Aujourd’hui, j’ai 34 ans et peu sont les gens avec lesquels je me sens autorisée à être pleinement moi-même. Il faut que ces gens-là aient vu autrement qu’avec les yeux. Ce sont ceux dont on sait que la distance et le silence ne change rien ni à ce qu’ils sont ni à ce qu’ils ressentent, et qu’on retrouvera toujours avec le plaisir du premier jour.

« Ecoute-moi. Tu es en colère et tu es blessée. Plus tard, tu vas te calmer et tu vas repenser à ce que je vais te dire maintenant. Tu es belle, intelligente et forte. Et ça peut faire peur, ou du moins déranger. Tu te rappelles quand hier tu me disais que le subjonctif c’était trop bizarre. Qu’est-ce que je t’avais répondu ?
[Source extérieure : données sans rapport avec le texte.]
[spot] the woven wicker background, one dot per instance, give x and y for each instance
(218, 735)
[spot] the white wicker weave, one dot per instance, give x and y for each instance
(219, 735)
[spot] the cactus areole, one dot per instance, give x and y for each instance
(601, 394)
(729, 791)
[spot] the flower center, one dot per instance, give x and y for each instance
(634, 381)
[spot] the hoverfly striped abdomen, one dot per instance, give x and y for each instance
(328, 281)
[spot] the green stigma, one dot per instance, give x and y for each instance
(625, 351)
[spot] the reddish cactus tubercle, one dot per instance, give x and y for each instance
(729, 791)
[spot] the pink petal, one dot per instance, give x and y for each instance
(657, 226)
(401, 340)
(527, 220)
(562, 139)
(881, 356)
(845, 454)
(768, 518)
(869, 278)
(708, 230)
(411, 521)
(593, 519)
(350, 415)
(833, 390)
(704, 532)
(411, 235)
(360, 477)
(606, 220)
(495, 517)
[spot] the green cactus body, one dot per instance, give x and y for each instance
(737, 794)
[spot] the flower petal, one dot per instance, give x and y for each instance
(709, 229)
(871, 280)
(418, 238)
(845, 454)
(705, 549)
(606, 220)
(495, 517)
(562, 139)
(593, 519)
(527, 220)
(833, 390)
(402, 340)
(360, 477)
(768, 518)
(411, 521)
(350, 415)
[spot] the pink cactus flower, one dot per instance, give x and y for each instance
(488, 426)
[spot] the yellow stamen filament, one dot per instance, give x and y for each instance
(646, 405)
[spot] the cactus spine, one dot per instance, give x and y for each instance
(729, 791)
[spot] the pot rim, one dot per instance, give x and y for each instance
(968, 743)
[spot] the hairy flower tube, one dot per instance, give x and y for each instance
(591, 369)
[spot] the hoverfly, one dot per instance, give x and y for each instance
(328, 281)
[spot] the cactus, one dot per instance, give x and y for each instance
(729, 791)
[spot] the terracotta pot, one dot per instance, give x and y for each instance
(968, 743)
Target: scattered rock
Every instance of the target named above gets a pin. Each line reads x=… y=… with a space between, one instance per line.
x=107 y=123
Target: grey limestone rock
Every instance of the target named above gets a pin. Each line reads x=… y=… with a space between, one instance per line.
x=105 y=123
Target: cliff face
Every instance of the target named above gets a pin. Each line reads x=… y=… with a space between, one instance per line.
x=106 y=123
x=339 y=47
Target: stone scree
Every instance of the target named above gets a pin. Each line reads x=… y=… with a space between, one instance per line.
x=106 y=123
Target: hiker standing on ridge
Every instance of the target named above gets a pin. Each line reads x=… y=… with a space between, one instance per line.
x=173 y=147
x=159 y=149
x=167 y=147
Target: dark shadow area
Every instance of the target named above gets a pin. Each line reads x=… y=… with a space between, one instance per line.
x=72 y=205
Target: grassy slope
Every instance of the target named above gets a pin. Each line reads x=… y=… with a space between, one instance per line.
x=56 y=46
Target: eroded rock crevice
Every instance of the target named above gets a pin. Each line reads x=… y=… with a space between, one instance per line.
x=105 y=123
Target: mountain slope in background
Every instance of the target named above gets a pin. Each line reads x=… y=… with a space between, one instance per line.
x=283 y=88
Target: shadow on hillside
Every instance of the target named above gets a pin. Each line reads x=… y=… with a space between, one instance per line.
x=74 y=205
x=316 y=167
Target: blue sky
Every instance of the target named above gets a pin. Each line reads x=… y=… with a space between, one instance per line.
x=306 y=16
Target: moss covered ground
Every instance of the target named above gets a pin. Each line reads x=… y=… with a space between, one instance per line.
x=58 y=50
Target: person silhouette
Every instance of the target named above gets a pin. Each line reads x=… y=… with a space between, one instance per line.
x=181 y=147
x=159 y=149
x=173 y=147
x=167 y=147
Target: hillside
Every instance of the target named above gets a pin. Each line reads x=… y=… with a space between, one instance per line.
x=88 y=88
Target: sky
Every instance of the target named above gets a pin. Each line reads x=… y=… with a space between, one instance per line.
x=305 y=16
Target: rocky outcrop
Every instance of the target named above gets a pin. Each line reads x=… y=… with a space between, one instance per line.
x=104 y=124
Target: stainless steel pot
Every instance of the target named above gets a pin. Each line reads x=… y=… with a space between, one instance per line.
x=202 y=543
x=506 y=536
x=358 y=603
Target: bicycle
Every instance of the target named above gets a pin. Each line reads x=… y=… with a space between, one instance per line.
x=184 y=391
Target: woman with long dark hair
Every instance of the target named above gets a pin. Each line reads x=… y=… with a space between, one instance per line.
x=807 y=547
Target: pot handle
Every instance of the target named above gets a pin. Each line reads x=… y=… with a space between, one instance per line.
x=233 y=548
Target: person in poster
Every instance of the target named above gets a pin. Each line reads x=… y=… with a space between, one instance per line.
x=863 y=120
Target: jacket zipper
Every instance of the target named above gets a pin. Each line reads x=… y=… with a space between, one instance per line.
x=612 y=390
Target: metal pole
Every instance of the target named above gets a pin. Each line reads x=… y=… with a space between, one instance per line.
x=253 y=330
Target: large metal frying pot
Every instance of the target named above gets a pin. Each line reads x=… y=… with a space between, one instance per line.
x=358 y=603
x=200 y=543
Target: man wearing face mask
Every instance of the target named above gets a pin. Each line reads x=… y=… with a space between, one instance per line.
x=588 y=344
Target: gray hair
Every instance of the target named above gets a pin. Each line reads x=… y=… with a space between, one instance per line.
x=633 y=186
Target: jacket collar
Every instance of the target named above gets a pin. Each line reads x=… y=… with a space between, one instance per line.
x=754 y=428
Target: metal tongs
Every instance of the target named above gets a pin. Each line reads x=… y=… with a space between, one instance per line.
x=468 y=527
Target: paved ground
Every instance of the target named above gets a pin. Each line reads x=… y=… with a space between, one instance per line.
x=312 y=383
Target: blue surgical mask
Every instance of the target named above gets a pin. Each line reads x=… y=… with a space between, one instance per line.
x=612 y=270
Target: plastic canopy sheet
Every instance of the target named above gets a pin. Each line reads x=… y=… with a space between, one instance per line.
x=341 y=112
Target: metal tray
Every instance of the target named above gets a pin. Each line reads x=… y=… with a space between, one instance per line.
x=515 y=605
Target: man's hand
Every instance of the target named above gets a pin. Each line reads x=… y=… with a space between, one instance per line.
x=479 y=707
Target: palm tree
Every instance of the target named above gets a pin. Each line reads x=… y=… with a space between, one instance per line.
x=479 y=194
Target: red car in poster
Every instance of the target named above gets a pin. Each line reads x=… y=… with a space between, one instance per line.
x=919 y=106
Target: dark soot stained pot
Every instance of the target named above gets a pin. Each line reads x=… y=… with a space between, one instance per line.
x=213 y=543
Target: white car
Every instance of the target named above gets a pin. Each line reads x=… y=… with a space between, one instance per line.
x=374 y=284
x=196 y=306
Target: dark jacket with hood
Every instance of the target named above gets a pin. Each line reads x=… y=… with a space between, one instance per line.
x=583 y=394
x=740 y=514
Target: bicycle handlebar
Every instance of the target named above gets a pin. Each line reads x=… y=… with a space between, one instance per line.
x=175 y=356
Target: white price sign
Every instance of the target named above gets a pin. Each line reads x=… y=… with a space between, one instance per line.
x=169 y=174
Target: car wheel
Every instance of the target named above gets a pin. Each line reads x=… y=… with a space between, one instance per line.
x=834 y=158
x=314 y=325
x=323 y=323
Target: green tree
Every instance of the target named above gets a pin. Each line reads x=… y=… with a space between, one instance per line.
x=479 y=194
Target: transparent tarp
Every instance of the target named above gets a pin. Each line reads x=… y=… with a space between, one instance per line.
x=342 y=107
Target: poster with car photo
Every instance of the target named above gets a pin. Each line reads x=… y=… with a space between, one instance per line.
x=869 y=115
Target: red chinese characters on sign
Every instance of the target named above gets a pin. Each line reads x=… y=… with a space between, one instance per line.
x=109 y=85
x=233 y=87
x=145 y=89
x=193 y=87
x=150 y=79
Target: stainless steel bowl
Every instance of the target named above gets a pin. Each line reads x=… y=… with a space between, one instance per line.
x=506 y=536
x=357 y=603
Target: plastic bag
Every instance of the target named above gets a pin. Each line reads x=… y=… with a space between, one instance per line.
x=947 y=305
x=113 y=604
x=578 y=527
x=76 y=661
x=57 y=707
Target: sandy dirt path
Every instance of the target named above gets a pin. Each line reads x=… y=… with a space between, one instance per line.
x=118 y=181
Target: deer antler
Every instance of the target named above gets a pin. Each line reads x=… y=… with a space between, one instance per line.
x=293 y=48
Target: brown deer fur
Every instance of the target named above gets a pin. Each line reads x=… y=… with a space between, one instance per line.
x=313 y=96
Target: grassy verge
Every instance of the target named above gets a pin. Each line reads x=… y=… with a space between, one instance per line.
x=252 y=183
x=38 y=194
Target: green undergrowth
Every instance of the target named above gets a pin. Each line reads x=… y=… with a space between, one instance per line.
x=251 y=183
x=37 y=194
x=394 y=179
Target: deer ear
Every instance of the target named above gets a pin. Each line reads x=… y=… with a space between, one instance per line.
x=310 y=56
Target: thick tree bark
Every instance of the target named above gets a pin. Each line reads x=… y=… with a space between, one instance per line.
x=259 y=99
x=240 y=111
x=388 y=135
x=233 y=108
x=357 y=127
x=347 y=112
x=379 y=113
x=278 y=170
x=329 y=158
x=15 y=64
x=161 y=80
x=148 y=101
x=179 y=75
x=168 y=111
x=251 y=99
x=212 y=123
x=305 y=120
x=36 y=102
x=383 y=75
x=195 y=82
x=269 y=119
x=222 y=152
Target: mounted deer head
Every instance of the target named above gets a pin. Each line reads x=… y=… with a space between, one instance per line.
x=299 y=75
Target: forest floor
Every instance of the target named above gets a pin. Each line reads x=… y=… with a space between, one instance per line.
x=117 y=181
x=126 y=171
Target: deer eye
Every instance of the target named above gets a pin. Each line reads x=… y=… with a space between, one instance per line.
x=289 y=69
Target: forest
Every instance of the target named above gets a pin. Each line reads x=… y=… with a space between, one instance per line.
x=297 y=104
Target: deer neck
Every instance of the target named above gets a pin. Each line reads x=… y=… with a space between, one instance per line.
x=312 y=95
-Qu’il est pas bizarre, c’est juste qu’on n’a pas l’habitude de le fréquenter.

-Exactement. Parfois, ce qui est différent fait peur mais en réalité c’est parce qu’on est différent qu’on vaut la peine d’être connu. »

Et le rouge des joues est monté un plus haut. Alors elle retient son souffle et détourne le regard, il ne faudrait pas leur donner le plaisir de la voir pleurer.

-Tu veux rejoindre le groupe ou je te laisse là ?

-Je veux bien rester là.

Elle a pris un Okapi et quelques minutes après, son père est venue la chercher parce que pour aujourd’hui, le collège c’était trop dur.

Où certains poussent d’un coup

« Oui, bonjour Madame C., c’est le professeur principal d’Anil,

-Oui… ?»

On le reconnaît ce petit « oui » inquiet qui dit « allez qu’est ce qu’il a fait encore ? Achevez-moi ça ira plus vite. »

« Je voulais vous parler de son stage…

– ça s’est mal passé? Vous avez eu un retour de son patron ? »

Maman c’est un job à plein temps, je le sais, vous le savez, tout le monde le sait. C’est balancer entre l’inquiétude perpétuelle de mal faire, qu’il arrive quelque chose de mal ou que des instances jugent que vous faites mal.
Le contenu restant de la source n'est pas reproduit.